Des dépenses contenues mais un équilibre fragile
Côté dépenses, la CGT alloue 48% de son budget au frais de personnel (6,22 millions d’euros), 32% au fonctionnement (4,37 millions d’euros) et 20% aux frais de structure liés à l’immeuble confédéral (2,75 millions d’euros).
A ces dépenses s’ajoutent le budget du mensuel Ensemble, adressé à tous les syndiqués (1,9 millions d’euros) et la gestion du centre de formation confédérale Benoît Frachon (2,7 millions d’euros). Denis Baudequin, président de la commission financière et de contrôle, a rappelé que la CGT avait enregistré un déficit d’exploitation sur les trois exercices précédant le congrès 2006. Un plan de redressement sur trois ans avait donc été décidé par la direction confédérale. Il a permis de réaliser un exercice 2008 bénéficiaire.
Deux principes ont été mis en œuvre : « que toute dépense se décide au regard des moyens susceptibles d’être engagés », et qu’un ajustement des structures conduise à « contenir l’évolution de l’effectif salarié et le poids qu’il représente dans la structure budgétaire ».
Déplorant une diminution des recettes à cause de la baisse des subventions publiques et d’une hausse insuffisante des cotisations, la direction confédérale a souligné que le redressement de ses comptes est réel, mais « reste encore fragile ». Après un déficit cumulé de 279.000 euros en 2006 et 2007, l’exercice 2008 a permis de dégager un excédent de 54.000 euros.
Les réserves confédérales s’élèvent donc fin 2008 à 10,3 millions d’euros, soit 7,5 mois de dépenses.
Vers la transparence ?
Pour diffuser une pratique vertueuse de la gestion syndicale, la direction confédérale a prévu d’installer « une commission financière et de contrôle auprès de chaque direction syndicale » Un stage de formation est déployé pour les militants appelés à prendre cette responsabilité, « qui demande à être beaucoup plus utilisé qu’il ne l’a été jusqu’à présent ». Ce nouvel organe de contrôle permettra peut-être à terme d’éviter que le tassement des ressources de la CGT ne provienne « soit de la non-application de la règle du 1% (dans le calcul du montant de la cotisation NDLR), soit d’une rétention intervenue lors de la déclaration par le syndicat » selon Eric Laffont.
L’enjeu, pour la CGT, semble moins d’assurer la transparence sur ses comptes que de s’assurer d’une remontée conforme des cotisations collectées : sur 859 responsables syndicaux chargé d’utiliser Cogétise, seuls 127 se sont réellement inscrits auprès de la confédération à ce jour... Pour le reste du budget de la CGT, ni les détachements de personnel ni les subventions directement perçues des entreprises et des collectivités ne paraissent devoir figurer dans les comptes.
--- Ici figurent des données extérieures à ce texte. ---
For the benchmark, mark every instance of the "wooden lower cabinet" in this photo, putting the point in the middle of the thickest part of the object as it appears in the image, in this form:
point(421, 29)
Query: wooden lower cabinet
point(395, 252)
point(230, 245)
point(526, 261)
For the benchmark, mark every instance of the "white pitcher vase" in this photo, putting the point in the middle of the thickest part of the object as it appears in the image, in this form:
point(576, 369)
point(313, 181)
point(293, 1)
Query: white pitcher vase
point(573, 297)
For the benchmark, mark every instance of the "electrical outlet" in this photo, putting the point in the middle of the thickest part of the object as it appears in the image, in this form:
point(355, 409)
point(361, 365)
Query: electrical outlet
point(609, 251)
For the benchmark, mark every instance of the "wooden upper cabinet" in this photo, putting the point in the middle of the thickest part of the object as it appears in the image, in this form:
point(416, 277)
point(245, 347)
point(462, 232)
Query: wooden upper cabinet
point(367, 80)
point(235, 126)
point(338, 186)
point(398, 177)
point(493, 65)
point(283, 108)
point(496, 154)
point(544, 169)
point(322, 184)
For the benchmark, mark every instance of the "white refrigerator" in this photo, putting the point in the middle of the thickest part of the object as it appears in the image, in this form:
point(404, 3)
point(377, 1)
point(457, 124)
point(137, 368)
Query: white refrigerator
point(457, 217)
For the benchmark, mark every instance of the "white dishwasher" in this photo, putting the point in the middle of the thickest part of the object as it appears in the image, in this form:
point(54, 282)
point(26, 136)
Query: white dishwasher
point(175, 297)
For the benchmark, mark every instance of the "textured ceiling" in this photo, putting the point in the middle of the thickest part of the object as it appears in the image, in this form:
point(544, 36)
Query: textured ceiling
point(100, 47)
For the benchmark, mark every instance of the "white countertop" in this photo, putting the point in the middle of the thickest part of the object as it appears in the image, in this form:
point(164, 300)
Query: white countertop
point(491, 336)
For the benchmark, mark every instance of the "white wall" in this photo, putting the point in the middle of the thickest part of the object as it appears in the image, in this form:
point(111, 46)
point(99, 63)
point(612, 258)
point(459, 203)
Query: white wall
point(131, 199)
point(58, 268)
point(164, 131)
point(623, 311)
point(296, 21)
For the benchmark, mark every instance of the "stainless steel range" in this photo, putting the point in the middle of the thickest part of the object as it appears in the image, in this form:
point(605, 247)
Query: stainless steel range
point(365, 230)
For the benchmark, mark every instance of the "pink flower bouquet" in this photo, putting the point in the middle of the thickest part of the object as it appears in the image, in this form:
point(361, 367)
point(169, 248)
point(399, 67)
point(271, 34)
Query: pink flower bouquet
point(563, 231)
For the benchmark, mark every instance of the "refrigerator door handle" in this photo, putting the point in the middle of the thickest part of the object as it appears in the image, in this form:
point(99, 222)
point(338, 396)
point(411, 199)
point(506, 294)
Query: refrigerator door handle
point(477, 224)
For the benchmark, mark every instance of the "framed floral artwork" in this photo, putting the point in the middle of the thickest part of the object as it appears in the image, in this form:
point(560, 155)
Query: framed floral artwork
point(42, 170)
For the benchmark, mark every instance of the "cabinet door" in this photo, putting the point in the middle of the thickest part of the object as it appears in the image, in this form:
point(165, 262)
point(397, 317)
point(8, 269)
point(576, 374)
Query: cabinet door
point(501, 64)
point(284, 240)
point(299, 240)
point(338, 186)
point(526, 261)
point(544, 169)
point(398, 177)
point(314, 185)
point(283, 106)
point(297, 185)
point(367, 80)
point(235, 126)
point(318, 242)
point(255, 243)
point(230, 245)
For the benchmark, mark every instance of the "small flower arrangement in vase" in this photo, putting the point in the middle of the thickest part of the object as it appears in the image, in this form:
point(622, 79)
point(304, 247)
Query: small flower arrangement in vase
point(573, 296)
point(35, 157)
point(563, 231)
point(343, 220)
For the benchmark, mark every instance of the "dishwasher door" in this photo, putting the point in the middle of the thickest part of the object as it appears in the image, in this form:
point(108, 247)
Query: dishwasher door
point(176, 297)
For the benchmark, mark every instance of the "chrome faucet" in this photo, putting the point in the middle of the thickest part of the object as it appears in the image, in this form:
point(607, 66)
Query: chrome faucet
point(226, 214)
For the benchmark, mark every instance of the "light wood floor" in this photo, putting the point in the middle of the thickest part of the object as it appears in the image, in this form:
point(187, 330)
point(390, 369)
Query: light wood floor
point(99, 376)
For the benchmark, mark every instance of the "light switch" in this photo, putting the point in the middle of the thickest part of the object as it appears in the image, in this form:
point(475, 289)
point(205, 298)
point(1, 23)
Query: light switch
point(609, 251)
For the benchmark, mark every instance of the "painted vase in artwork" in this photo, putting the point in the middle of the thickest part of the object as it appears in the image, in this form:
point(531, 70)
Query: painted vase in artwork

Le débat du congrès sur le rapport financier est venu illustrer ce désintérêt pudique pour les réalités comptables : il a duré cinq minutes et n’a enregistré qu’une seule demande de prise de parole, qui portait sur la présentation et non sur les comptes en eux-mêmes. Puis il s’est soldé par un vote à main levée où l’unanimité aurait été totale sans une dizaine de votes contre, tous motivés par d’autres considérations.